Western Asset Diversified 

Risk-Adjusted Performance

0 of 100

 
Weak
 
Strong
Very Weak
Over the last 90 days Western Asset Diversified has generated negative risk-adjusted returns adding no value to investors with long positions. Despite fairly strong fundamental indicators, Western Asset is not utilizing all of its potentials. The current stock price confusion, may contribute to short-horizon losses for the traders.

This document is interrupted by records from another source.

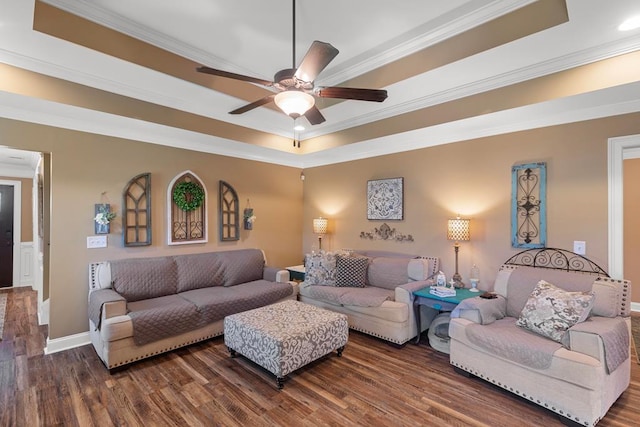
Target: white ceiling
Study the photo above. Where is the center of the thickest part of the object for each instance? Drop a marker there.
(253, 37)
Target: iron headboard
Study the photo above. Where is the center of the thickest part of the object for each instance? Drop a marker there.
(556, 259)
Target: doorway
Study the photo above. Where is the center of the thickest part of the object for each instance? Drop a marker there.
(6, 235)
(620, 148)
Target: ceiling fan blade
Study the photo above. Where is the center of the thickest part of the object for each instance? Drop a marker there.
(235, 76)
(254, 104)
(314, 116)
(315, 60)
(376, 95)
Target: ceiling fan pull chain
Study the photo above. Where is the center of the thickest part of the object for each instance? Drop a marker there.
(293, 61)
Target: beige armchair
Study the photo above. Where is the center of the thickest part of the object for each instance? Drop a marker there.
(580, 375)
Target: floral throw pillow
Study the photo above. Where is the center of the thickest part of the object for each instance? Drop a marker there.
(320, 268)
(351, 271)
(550, 311)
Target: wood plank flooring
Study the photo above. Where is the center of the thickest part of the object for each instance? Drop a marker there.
(372, 384)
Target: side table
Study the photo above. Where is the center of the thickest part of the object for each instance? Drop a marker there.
(424, 297)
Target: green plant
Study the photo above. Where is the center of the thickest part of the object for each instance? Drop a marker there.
(188, 196)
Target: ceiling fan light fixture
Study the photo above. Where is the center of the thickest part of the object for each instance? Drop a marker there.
(294, 103)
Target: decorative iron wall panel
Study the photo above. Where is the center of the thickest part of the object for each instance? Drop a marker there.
(229, 213)
(136, 211)
(529, 205)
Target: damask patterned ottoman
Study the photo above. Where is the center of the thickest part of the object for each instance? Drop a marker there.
(285, 336)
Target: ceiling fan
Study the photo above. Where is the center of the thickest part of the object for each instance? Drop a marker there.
(294, 87)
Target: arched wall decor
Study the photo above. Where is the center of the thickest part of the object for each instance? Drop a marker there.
(228, 213)
(136, 211)
(186, 210)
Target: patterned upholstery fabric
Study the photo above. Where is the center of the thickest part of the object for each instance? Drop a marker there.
(217, 302)
(351, 271)
(285, 336)
(551, 311)
(199, 271)
(141, 278)
(157, 318)
(320, 268)
(242, 266)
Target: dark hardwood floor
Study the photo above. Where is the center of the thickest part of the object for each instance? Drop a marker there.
(373, 384)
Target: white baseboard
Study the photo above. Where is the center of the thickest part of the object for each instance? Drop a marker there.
(43, 313)
(66, 343)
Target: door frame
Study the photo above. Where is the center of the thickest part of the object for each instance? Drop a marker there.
(17, 224)
(620, 148)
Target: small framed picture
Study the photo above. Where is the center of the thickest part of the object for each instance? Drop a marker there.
(385, 198)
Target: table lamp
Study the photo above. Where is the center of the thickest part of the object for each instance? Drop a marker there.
(320, 228)
(458, 231)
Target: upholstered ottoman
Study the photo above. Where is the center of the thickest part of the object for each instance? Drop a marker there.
(285, 336)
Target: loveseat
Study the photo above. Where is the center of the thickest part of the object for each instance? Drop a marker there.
(373, 288)
(557, 337)
(145, 306)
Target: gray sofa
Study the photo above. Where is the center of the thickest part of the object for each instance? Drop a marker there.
(145, 306)
(373, 288)
(577, 372)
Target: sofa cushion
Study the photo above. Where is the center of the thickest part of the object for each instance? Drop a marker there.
(142, 278)
(242, 266)
(320, 268)
(157, 318)
(351, 271)
(217, 302)
(199, 271)
(388, 272)
(551, 311)
(523, 280)
(606, 298)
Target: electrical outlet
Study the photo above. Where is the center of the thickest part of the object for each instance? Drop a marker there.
(580, 247)
(96, 242)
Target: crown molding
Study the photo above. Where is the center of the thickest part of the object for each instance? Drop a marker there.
(428, 34)
(404, 89)
(104, 17)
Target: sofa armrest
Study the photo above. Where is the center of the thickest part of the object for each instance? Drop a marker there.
(481, 310)
(275, 274)
(113, 309)
(105, 303)
(595, 335)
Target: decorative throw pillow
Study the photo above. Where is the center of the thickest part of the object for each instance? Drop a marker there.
(351, 271)
(320, 268)
(550, 311)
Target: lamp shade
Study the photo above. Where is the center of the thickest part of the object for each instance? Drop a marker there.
(458, 230)
(320, 225)
(294, 103)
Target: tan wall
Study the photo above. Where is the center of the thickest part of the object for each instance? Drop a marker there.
(84, 165)
(473, 178)
(632, 225)
(26, 219)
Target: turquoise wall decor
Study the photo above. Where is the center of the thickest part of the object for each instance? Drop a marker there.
(529, 205)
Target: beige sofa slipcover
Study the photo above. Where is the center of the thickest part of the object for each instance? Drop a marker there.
(579, 378)
(145, 306)
(384, 306)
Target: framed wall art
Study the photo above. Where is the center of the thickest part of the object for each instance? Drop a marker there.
(529, 205)
(385, 199)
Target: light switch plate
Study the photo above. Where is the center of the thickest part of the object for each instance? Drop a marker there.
(96, 242)
(580, 247)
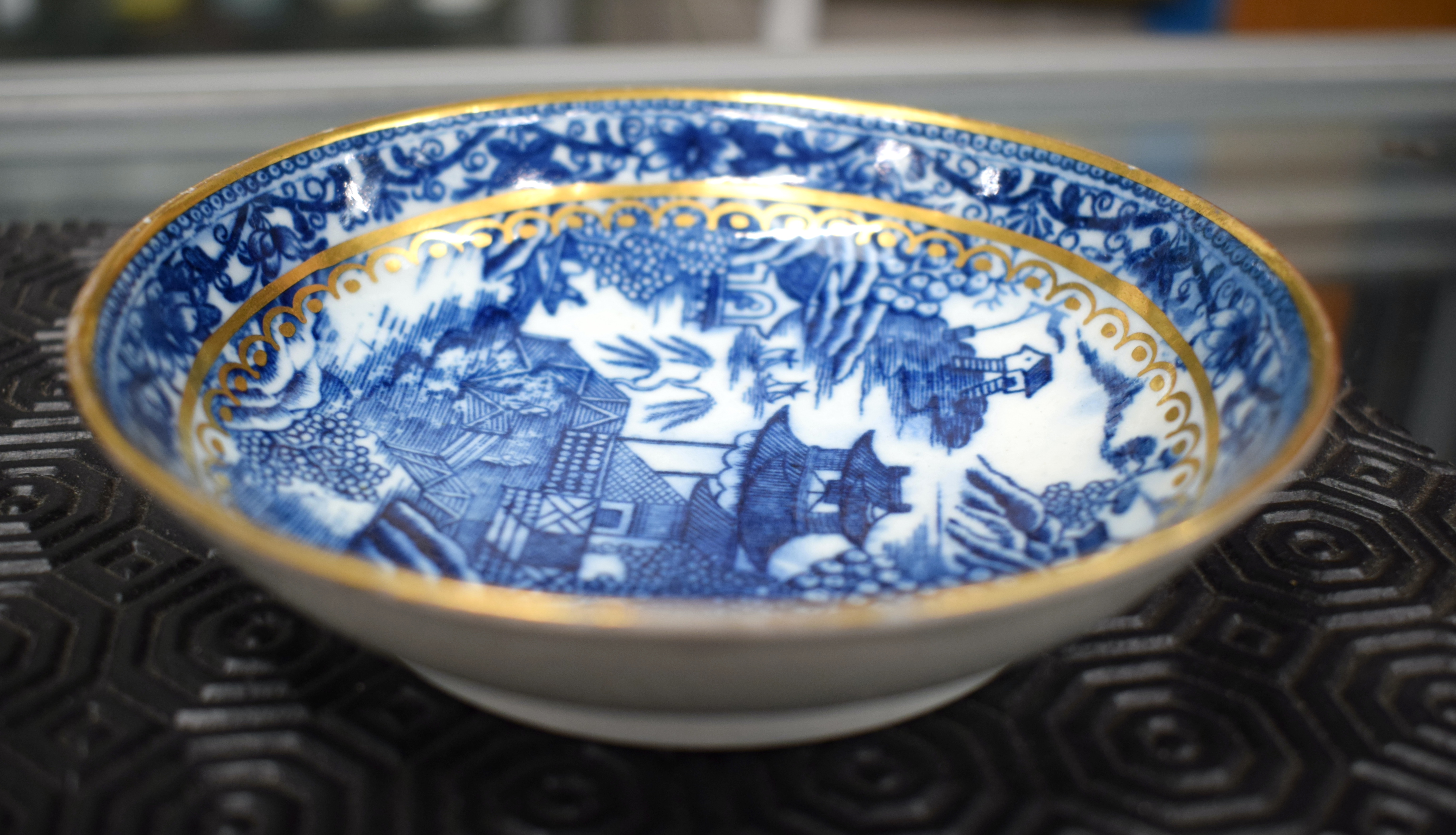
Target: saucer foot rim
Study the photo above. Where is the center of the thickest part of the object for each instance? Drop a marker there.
(712, 731)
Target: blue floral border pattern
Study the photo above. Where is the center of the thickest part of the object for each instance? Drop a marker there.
(202, 267)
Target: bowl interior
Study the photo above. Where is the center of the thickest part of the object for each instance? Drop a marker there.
(721, 346)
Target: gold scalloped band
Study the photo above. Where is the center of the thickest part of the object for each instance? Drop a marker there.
(794, 212)
(669, 617)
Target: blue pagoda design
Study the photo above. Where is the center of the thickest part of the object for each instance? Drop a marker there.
(520, 458)
(791, 489)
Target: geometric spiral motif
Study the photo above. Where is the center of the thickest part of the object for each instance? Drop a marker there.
(1301, 678)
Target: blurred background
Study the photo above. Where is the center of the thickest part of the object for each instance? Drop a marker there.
(1330, 126)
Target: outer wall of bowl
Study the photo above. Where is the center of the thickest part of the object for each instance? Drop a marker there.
(753, 671)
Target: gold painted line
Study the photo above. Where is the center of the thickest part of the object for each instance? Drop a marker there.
(530, 199)
(667, 617)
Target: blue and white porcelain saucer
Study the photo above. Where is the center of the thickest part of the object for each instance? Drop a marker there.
(682, 365)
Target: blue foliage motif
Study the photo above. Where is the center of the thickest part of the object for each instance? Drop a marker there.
(880, 320)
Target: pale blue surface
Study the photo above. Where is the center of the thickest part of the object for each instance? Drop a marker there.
(343, 442)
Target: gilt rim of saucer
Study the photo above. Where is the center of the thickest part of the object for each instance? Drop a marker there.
(768, 618)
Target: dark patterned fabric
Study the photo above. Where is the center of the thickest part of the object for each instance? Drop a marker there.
(1301, 678)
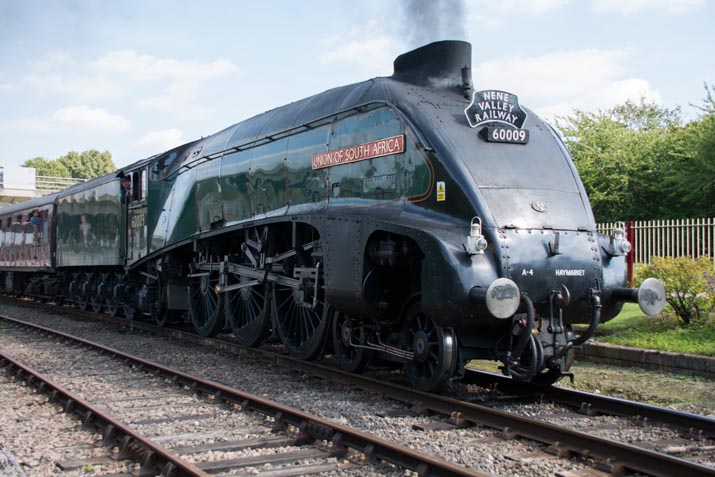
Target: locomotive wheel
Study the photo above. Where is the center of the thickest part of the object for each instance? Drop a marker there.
(247, 313)
(435, 351)
(112, 306)
(205, 305)
(83, 302)
(350, 358)
(302, 329)
(129, 311)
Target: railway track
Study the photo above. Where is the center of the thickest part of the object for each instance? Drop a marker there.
(611, 456)
(117, 381)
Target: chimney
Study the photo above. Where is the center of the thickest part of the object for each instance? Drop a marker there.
(443, 64)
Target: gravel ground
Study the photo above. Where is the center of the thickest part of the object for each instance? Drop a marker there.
(475, 447)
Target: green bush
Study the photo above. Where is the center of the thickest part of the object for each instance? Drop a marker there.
(689, 285)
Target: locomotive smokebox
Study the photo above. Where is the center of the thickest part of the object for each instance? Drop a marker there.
(443, 64)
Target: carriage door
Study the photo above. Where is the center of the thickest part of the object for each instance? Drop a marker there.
(136, 216)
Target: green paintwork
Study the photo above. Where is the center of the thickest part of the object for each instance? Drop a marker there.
(89, 224)
(277, 178)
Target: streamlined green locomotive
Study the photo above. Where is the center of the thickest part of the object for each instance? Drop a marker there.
(407, 219)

Neuberger Berman and Western Asset Volatility Contrast

   Predicted Return Density   
       Returns  

Pair Trading with Neuberger Berman and Western Asset

The main advantage of trading using opposite Neuberger Berman and Western Asset positions is that it hedges away some unsystematic risk. Because of two separate transactions, even if Neuberger Berman position performs unexpectedly, Western Asset can make up some of the losses. Pair trading also minimizes risk from directional movements in the market. For example, if an entire industry or sector drops because of unexpected headlines, the short position in Western Asset will offset losses from the drop in Western Asset's long position.
The idea behind Neuberger Berman Next and Western Asset Diversified pairs trading is to make the combined position market-neutral, meaning the overall market's direction will not affect its win or loss (or potential downside or upside). This can be achieved by designing a pairs trade with two highly correlated stocks or equities that operate in a similar space or sector, making it possible to obtain profits through simple and relatively low-risk investment.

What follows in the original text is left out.